Salman Bashir’s meeting with the Kashmiri leaders was likely to reinforce Islamabad’s demand that today’s talks with India include all outstanding issues between the two countries.
PHOTO: REUTERS
India wants the talks to have a narrow focus on Pakistan’s actions on terrorism. New Delhi broke off talks after the Mumbai attacks, saying Pakistan had to first crackdown on militants.
“This [meeting] gives Pakistan an additional moral and political argument that the talks between the two countries have to be comprehensive, composite and need to focus on Kashmir,” said Noor Ahmad Baba, dean of social sciences at Kashmir University.
Bashir met three Kashmiri leaders in New Delhi, including the chief of the main Kashmiri separatist alliance, Mirwaiz Umar Farooq, and hardline leader Syed Ali Shah Geelani.
‘TRIPARTITE DIALOGUE’
“I stressed on a tripartite dialogue over Kashmir,” Geelani said, referring to a demand that Kashmiris be included in any negotiation between India and Pakistan over the disputed region, which has sparked two of the three wars the two countries have fought since 1947.

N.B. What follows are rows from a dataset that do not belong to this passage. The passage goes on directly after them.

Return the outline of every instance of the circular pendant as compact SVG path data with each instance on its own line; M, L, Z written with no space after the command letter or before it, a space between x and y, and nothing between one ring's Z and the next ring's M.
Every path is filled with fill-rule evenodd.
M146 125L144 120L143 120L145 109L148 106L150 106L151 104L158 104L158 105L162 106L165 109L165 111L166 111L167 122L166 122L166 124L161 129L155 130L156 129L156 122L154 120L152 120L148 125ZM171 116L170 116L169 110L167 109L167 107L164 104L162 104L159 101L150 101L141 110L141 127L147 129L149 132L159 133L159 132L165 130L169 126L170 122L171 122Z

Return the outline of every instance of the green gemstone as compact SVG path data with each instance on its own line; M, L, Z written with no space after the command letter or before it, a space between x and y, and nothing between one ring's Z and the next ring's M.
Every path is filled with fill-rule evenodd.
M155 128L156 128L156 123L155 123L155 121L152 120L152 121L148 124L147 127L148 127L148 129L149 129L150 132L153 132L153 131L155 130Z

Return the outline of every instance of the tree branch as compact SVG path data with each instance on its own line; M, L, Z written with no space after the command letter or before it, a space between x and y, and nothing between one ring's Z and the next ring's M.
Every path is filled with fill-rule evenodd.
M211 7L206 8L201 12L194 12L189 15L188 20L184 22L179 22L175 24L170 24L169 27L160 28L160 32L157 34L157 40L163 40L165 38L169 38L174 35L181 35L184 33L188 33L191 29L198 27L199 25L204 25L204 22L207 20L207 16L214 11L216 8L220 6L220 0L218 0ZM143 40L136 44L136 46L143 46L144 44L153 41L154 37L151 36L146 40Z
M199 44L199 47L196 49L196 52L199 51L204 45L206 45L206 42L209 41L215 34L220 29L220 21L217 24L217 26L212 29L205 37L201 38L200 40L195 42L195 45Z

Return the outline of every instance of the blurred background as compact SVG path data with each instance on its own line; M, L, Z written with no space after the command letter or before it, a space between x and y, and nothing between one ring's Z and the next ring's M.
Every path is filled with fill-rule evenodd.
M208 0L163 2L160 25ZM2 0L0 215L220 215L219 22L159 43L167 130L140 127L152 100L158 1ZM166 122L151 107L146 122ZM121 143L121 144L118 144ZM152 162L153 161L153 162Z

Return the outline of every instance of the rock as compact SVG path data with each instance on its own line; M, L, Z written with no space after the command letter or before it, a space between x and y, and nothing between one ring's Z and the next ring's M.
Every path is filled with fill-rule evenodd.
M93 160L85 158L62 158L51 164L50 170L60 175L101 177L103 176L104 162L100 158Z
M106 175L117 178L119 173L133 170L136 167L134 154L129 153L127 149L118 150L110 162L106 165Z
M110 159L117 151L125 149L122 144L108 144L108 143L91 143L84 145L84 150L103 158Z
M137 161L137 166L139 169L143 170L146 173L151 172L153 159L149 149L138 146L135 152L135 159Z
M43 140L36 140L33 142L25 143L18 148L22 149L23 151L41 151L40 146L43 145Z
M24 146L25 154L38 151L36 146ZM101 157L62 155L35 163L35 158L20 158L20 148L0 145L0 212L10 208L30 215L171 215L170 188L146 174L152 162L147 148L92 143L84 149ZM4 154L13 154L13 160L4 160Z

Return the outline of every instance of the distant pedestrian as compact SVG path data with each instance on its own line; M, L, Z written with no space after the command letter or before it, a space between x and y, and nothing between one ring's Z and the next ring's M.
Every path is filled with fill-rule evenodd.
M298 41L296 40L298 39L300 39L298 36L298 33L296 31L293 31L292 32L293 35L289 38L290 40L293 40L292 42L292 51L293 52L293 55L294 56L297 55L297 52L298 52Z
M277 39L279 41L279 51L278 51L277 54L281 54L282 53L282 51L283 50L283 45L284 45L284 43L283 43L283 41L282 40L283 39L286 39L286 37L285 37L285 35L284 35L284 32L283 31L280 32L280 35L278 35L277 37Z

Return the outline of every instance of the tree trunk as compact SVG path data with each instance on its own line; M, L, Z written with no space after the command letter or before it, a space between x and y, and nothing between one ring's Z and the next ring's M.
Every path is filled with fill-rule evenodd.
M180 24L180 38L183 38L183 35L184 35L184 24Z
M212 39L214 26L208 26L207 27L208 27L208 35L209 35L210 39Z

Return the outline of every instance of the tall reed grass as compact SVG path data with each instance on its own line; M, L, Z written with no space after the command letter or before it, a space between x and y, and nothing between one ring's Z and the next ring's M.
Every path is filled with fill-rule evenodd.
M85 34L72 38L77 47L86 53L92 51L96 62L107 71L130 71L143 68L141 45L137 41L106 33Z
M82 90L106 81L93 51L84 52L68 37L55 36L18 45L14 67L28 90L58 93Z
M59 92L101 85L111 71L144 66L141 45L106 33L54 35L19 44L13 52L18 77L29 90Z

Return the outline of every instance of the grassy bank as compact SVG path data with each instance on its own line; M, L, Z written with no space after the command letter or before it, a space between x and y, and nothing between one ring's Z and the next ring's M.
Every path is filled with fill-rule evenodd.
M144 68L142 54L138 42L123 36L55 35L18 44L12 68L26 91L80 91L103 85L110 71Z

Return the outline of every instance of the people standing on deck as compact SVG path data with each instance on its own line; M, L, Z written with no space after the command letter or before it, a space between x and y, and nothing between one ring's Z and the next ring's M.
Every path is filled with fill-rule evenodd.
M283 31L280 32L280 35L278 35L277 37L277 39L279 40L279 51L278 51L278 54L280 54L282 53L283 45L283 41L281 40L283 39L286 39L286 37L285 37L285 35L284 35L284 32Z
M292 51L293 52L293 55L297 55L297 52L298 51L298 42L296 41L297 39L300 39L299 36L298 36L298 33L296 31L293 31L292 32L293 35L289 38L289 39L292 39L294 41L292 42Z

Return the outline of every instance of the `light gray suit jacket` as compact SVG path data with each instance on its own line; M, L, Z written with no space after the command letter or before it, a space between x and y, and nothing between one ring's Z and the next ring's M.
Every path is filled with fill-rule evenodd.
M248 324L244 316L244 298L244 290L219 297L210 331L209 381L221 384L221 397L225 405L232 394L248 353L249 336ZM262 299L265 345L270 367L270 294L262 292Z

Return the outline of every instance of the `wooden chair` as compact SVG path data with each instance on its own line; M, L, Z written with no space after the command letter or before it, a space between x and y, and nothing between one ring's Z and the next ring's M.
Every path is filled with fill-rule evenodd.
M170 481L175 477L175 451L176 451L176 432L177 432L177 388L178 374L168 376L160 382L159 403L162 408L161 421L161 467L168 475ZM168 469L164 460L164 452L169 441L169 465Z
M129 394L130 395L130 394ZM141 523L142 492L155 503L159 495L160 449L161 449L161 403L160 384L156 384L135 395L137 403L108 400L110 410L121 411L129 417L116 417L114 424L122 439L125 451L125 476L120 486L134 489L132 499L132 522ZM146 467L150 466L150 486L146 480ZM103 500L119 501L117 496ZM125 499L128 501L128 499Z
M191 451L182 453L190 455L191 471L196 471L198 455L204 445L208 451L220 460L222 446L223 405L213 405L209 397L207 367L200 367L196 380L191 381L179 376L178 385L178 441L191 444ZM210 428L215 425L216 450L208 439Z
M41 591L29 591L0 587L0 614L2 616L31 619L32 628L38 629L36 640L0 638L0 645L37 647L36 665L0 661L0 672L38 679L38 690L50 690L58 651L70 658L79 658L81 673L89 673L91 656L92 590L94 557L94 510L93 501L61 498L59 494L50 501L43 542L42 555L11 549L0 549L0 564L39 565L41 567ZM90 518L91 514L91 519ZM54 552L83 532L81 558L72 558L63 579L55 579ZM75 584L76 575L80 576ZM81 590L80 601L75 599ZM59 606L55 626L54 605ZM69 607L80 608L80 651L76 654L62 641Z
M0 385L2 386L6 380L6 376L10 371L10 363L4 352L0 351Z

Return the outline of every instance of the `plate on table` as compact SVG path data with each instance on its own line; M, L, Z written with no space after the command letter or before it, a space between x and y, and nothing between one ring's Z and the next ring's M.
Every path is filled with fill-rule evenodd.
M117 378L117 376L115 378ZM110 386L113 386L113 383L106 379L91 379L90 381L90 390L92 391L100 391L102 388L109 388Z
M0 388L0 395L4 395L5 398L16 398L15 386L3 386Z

Bashir’s meeting is unlikely to go down well with New Delhi, which accuses Pakistan of aiding a 20-year-long separatist insurgency in Kashmir that killed tens of thousands of people. It is a charge Islamabad denies.
Progress in the talks between Bashir and his Indian counterpart, Nirupama Rao, could have ripple effects on the battle against militants in Pakistan and efforts to get Islamabad to go after the Taliban, by reducing its logic of keeping massive forces on the eastern border with India.
BORDER FIRE
Earlier on Wednesday, Indian border guards said they came under fire from Pakistan.
“The firing from across the border started early morning. A BSF [Border Security Force] personnel was injured,” said Vinod Sharma, a spokesman for the border guards.
Pakistan denied any shooting by its troops.
“Our troops were not involved in any firing. There may be some problem on their own side,” said Nadeem Raza, a spokesman for Pakistan’s paramilitary Rangers.
The Indian army also said that three soldiers, including one officer, were killed in the gunbattle which began on Tuesday in Sopore town, south of Srinagar, and ended the next day.
Six soldiers were injured in the fighting, along with a civilian who was caught in the crossfire, army spokesman Colonel J.S. Brar said.
Police said more militants might have died and that they were searching for bodies in the rubble of buildings destroyed in the battle.
The clash started after Indian troops surrounded two houses where heavily armed militants had been holed up.